Helena Moniz, a researcher at INESC-ID and the project's coordinator, frames the problem plainly. AI already shapes daily life across sectors—healthcare, finance, employment, criminal justice. The EU's AI Act is genuinely transformative legislation, she says, but there's so much noise around the topic that people struggle to understand what it actually requires. Bridge AI exists to cut through that confusion, to give Portuguese society, business leaders, and government officials the kind of grounded, evidence-based information they need to make real decisions.

The project is structured in two parts. The first borrows from how the European Union itself makes decisions: five working groups, each focused on a specific dimension of the AI Act, each with concrete objectives and deliverables. The second part is about translation—taking what those groups learn and making it legible to the broader public. The working groups are analyzing real case studies pulled from the Center for Responsible AI, scenarios that show both the promise and the peril of AI systems in the world.

Moniz emphasizes that many of these cases demonstrate genuine potential—AI improving health outcomes, enhancing social welfare. But they also surface ethical and legal complications, especially in healthcare and other sensitive domains. That tension is exactly why Bridge AI came into being. The goal isn't to block AI or to make regulation so rigid it strangles innovation. It's to ensure that when Portugal and other countries implement the AI Act, they do it with their eyes open, understanding both what they're protecting and what they're enabling.

The project is funded by Portugal's Foundation for Science and Technology and by the office of the Prime Minister. By October 2024, Bridge AI is expected to publish its findings and recommendations—a roadmap for how a country can build the knowledge and institutions it needs to regulate AI responsibly. If it works, Portugal could become a model for how to translate a complex, continent-wide regulation into something that actually shapes how people build and deploy AI systems on the ground.

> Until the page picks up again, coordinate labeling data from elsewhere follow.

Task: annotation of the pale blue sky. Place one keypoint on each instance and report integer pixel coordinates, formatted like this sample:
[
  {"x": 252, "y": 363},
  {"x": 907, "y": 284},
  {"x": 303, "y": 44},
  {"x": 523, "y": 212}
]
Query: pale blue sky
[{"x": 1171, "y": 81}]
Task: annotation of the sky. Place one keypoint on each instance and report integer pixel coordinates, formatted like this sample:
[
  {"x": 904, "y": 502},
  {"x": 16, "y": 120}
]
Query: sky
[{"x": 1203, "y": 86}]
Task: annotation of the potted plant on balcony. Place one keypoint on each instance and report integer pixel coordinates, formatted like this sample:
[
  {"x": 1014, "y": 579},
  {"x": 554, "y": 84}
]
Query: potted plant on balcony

AI already has major impact on all our lives and across many sectors. It's important to ensure the best understanding and application of the AI Act, which is truly revolutionary legislation.
— Helena Moniz, INESC-ID researcher and Bridge AI coordinator
The Hearth Conversation Another angle on the story
Inventor

Why does Portugal need its own project on this? Isn't the AI Act already written and binding across the EU?

Model

The law exists, yes, but understanding it and actually implementing it are two different things. The AI Act is genuinely complex—it touches everything from healthcare to hiring to criminal justice. Most people, including many policymakers, don't have the literacy to know what it requires of them or how to apply it ethically. Bridge AI is about closing that gap.

Inventor

So this is really about education and translation?

Model

Partly, but it's deeper than that. They're also analyzing real cases—actual AI systems in the world—to understand what the ethical and legal questions actually look like when you're not in a seminar room. That's where the learning happens.

Inventor

Who benefits most from this work?

Model

Ideally, everyone. Companies need to know how to build AI systems that comply with the law. Policymakers need to understand what enforcement looks like. And citizens need to know what rights and protections the law gives them. Right now, that information is scattered or missing.

Inventor

What happens if Bridge AI succeeds?

Model

Portugal becomes a model for how to do this well. Other countries watch, learn, adapt. And the EU gets better data about whether the AI Act is actually working the way it was designed to.

Inventor

And if it doesn't?

Model

Then you have a law on the books that nobody really understands, and enforcement becomes arbitrary or ineffective. That's the risk they're trying to prevent.